For more information on per se vs per accidens causal chains I recommend Edward Feser’s blogposts Cross on Scotus on causal series and Edwards on infinite causal seriesm Caleb Cohoe’s paper There Must Be a First, and Gaven Kerr’s paper Essentially Ordered Series Reconsidered. Cohoe’s paper is the one where I realised that additional reasons need to be given for thinking that per se causal chains are finite.

Notes

  1. In general something fails to fulfill its end only to the extent that it is prevented in some way, due to either internal defect or external interference. For instance, a carpenter might aim at making a chair which can hold people up and not fall down easily, and will only fail to achieve this if impeded by something internal (like lack of ability) or something external (like bad materials). Unless such interference occurs the carpenter will achieve their end in full, which is the best result. We’ve mentioned before that classical thinkers like Aristotle realised that there is a broad sense in which all things are orientated to certain ends given by their natures. And in the Physics he has this more general notion in mind. For instance, the development process of a dog is directed toward the growth of four legs with which the dog can walk, and only fails to achieve this when the dog has some kind of genetic defect or has some external blocker is present, like an accident or lack of food. Again, unless it is interfered with the process will achieve it’s end in full, which is the best result.
  2. In coming up with this phrasing I thought of a number of alternatives, which I include here for posterity: “the thing exhausts the desire without excess”, “the thing itself, and not some part or some greater whole, is what’s desired”, “the thing itself is desired, and not some part thereof or some whole of which it is part”, “the thing is desired neither merely in part or as a part”, “the whole of the thing is the whole of what’s desired”, “the thing is all and only what is desired”, “the thing in reality matches the thing desired”, “a thing is desired to the extent that it matches the object of that desire”, “the thing satisfies the desire without excess or deficit”, “of the thing itself and the thing desired, neither is a part of the other, but they agree completely”, “the thing itself, and not something more or less, fulfills the desire”.
  3. Shortly we will defend the claim that every chain of ends must have some final, ultimate, or “chief” end. However, this is not required for this point. If we have some infinite series of ends, then to say that B is more of an end than A it is sufficient that it be closer to some end C which is further along the chain.
  4. The rough idea is as follows: when we determine some determinable we contract or qualify it in some way.

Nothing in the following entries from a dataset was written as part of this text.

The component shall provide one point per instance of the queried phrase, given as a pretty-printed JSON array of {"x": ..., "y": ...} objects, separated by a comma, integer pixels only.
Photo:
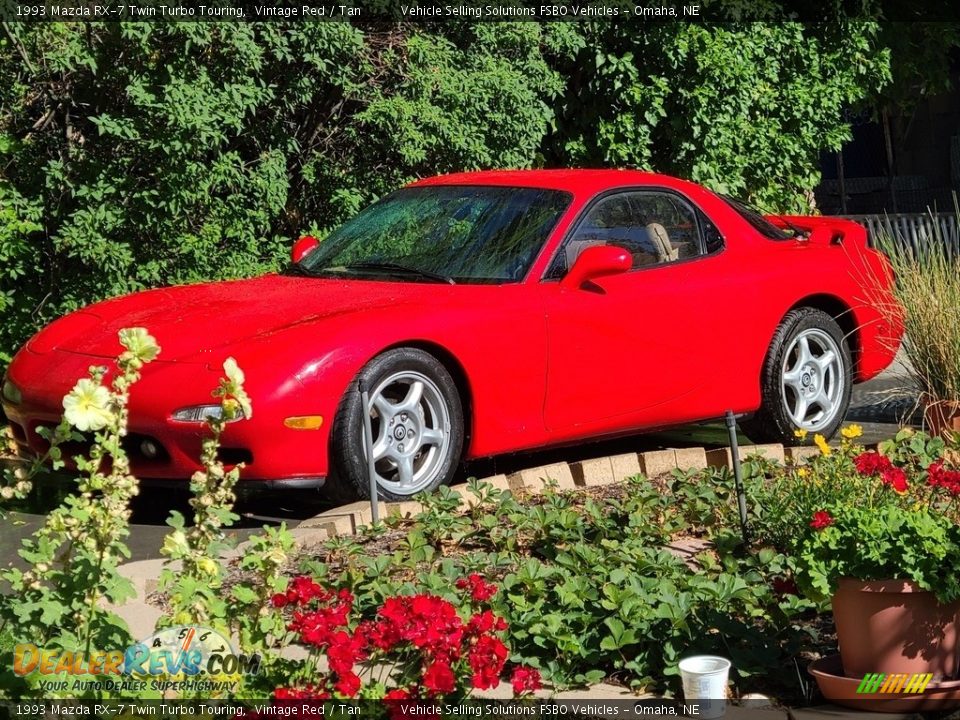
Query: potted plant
[
  {"x": 886, "y": 554},
  {"x": 927, "y": 290}
]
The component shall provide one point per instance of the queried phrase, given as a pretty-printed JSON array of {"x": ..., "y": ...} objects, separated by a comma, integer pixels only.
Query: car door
[{"x": 636, "y": 349}]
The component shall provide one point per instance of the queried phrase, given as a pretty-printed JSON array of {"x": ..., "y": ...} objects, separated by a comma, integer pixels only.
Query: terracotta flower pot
[
  {"x": 942, "y": 417},
  {"x": 893, "y": 626}
]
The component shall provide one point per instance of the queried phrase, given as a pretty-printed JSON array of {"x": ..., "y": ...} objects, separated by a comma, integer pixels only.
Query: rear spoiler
[{"x": 823, "y": 230}]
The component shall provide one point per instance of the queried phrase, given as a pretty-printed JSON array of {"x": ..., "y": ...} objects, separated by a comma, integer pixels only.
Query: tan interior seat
[{"x": 661, "y": 243}]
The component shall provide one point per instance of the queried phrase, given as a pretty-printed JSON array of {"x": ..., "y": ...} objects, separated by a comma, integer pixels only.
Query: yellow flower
[
  {"x": 852, "y": 431},
  {"x": 821, "y": 442},
  {"x": 85, "y": 407},
  {"x": 139, "y": 343},
  {"x": 208, "y": 566},
  {"x": 175, "y": 544},
  {"x": 235, "y": 380}
]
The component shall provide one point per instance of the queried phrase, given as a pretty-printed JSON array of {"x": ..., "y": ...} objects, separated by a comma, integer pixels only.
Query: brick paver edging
[{"x": 347, "y": 519}]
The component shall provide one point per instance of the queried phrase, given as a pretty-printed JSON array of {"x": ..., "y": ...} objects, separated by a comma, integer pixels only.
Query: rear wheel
[
  {"x": 806, "y": 380},
  {"x": 417, "y": 422}
]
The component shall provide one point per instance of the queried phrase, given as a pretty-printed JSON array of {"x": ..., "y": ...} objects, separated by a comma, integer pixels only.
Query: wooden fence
[{"x": 915, "y": 231}]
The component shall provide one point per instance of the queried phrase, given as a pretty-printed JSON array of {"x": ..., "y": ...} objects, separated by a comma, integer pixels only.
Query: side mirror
[
  {"x": 596, "y": 262},
  {"x": 303, "y": 247}
]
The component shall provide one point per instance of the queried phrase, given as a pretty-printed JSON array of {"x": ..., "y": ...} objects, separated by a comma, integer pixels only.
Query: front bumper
[{"x": 272, "y": 453}]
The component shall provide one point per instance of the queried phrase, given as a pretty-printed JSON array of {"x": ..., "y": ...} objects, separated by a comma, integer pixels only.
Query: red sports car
[{"x": 491, "y": 312}]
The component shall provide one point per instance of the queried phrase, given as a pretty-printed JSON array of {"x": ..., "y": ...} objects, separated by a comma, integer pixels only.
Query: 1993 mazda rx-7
[{"x": 487, "y": 313}]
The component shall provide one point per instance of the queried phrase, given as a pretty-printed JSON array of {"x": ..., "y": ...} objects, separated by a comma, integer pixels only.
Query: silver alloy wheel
[
  {"x": 411, "y": 431},
  {"x": 812, "y": 380}
]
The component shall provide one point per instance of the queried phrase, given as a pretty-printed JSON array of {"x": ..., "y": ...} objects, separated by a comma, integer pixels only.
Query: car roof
[{"x": 571, "y": 180}]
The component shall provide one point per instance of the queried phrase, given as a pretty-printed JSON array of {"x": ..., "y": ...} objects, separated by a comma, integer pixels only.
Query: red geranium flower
[
  {"x": 480, "y": 591},
  {"x": 871, "y": 463},
  {"x": 896, "y": 478},
  {"x": 307, "y": 692},
  {"x": 486, "y": 659},
  {"x": 439, "y": 678},
  {"x": 525, "y": 680},
  {"x": 348, "y": 684},
  {"x": 821, "y": 519}
]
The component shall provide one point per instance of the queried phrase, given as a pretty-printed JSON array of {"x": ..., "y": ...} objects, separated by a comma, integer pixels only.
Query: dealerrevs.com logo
[
  {"x": 188, "y": 657},
  {"x": 902, "y": 683}
]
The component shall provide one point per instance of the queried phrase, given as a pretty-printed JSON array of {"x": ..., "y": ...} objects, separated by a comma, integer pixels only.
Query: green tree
[
  {"x": 138, "y": 154},
  {"x": 744, "y": 108}
]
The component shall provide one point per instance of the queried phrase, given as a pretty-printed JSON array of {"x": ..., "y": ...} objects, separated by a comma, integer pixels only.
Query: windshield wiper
[{"x": 405, "y": 269}]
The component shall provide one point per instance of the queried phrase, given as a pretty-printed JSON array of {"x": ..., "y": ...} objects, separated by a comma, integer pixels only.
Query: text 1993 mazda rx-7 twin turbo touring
[{"x": 487, "y": 313}]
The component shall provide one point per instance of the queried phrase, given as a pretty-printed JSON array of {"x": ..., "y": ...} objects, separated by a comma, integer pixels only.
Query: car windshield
[
  {"x": 473, "y": 234},
  {"x": 756, "y": 218}
]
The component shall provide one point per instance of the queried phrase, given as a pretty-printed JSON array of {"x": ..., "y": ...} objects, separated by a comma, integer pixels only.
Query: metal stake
[
  {"x": 738, "y": 476},
  {"x": 371, "y": 461}
]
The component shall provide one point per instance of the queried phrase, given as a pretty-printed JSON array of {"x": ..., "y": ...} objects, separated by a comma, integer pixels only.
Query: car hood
[{"x": 190, "y": 319}]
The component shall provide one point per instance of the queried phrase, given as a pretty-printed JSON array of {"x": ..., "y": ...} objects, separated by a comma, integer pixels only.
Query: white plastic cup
[{"x": 704, "y": 680}]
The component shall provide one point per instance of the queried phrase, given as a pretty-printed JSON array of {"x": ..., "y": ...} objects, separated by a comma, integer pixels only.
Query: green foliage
[
  {"x": 886, "y": 515},
  {"x": 73, "y": 559},
  {"x": 585, "y": 585},
  {"x": 62, "y": 599},
  {"x": 744, "y": 108},
  {"x": 139, "y": 154}
]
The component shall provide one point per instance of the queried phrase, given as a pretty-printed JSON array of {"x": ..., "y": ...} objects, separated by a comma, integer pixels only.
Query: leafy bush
[
  {"x": 418, "y": 647},
  {"x": 899, "y": 518},
  {"x": 587, "y": 589},
  {"x": 63, "y": 598}
]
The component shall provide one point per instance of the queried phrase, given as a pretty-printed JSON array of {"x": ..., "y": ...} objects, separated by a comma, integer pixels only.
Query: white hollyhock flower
[{"x": 85, "y": 407}]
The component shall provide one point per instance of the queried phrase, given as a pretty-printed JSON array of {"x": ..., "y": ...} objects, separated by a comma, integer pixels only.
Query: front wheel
[
  {"x": 417, "y": 422},
  {"x": 806, "y": 380}
]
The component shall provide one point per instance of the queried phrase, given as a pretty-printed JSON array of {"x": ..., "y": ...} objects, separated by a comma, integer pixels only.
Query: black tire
[
  {"x": 348, "y": 464},
  {"x": 773, "y": 422}
]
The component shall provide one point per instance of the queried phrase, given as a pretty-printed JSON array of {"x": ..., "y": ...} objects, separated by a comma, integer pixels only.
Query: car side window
[{"x": 654, "y": 227}]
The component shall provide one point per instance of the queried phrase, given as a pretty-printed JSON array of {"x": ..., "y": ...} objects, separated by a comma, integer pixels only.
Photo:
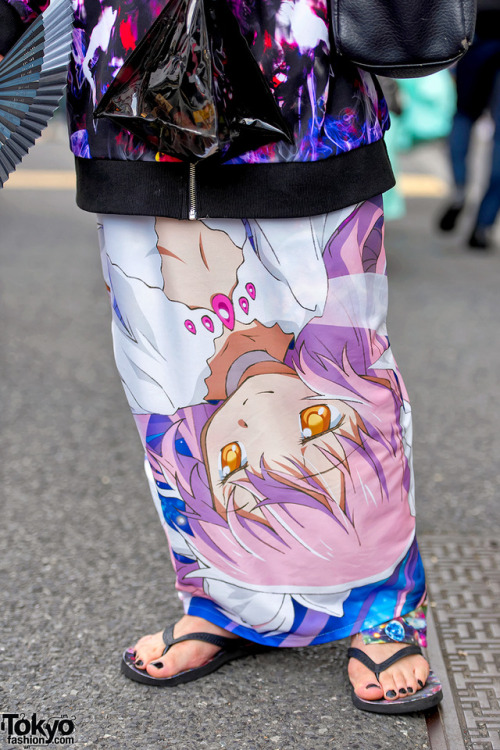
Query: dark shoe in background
[
  {"x": 449, "y": 218},
  {"x": 480, "y": 238}
]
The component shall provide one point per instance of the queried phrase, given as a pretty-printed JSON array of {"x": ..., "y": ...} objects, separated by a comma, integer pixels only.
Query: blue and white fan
[{"x": 32, "y": 81}]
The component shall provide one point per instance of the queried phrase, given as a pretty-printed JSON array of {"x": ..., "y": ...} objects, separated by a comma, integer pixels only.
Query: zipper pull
[{"x": 192, "y": 193}]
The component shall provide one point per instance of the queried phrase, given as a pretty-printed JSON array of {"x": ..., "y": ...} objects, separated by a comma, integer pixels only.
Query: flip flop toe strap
[
  {"x": 377, "y": 669},
  {"x": 227, "y": 644}
]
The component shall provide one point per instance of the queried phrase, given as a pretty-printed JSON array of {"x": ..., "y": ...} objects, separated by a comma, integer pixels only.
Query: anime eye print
[
  {"x": 232, "y": 458},
  {"x": 318, "y": 419}
]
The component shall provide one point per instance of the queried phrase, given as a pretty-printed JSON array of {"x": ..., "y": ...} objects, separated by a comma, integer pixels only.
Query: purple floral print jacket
[{"x": 332, "y": 107}]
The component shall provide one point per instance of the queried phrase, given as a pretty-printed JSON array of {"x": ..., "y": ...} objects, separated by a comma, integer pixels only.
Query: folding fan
[{"x": 32, "y": 80}]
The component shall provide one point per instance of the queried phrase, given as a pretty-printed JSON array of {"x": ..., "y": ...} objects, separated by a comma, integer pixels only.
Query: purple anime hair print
[{"x": 282, "y": 474}]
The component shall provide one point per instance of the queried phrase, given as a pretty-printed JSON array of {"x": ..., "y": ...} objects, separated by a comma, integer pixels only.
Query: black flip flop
[
  {"x": 428, "y": 697},
  {"x": 231, "y": 648}
]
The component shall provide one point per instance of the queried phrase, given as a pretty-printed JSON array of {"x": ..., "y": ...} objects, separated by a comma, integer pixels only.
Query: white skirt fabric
[{"x": 277, "y": 428}]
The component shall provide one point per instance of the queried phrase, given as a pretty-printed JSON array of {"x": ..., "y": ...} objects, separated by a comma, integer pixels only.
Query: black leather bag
[{"x": 402, "y": 38}]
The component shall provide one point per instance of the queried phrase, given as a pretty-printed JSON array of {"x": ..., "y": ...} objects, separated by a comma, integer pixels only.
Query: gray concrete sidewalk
[{"x": 85, "y": 568}]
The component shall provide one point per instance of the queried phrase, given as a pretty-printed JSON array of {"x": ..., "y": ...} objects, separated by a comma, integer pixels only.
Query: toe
[
  {"x": 421, "y": 673},
  {"x": 389, "y": 687},
  {"x": 369, "y": 691},
  {"x": 401, "y": 682},
  {"x": 150, "y": 650},
  {"x": 180, "y": 658}
]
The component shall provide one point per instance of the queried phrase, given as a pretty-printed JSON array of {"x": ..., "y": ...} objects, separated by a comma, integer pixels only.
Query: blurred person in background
[{"x": 478, "y": 89}]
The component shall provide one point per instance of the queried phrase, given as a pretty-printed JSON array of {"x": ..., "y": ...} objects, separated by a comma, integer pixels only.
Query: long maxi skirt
[{"x": 255, "y": 358}]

Now we come to know determinables through abstracting away these qualifications, and so the most “natural” way of determining them is by the same road we took to get there in the first place. But nothing in this constrains us to this, and we are free to qualify or contract in a different way to how we first arrived at the determinable. This different way is what I’m calling an “alternative determinations”.
  5. I’m reminded of the saying of Christ that “the last will be first, and the first last.” (Matt 20:16)
  6. While Aristotle wouldn’t have expressed it in these terms exactly, it seems from his other works that he understood the principles at play here. The three facts combined mean that the causal chain is one-to-one mappable onto a bounded contiguous range of natural numbers, which is only possible if the chain is finite.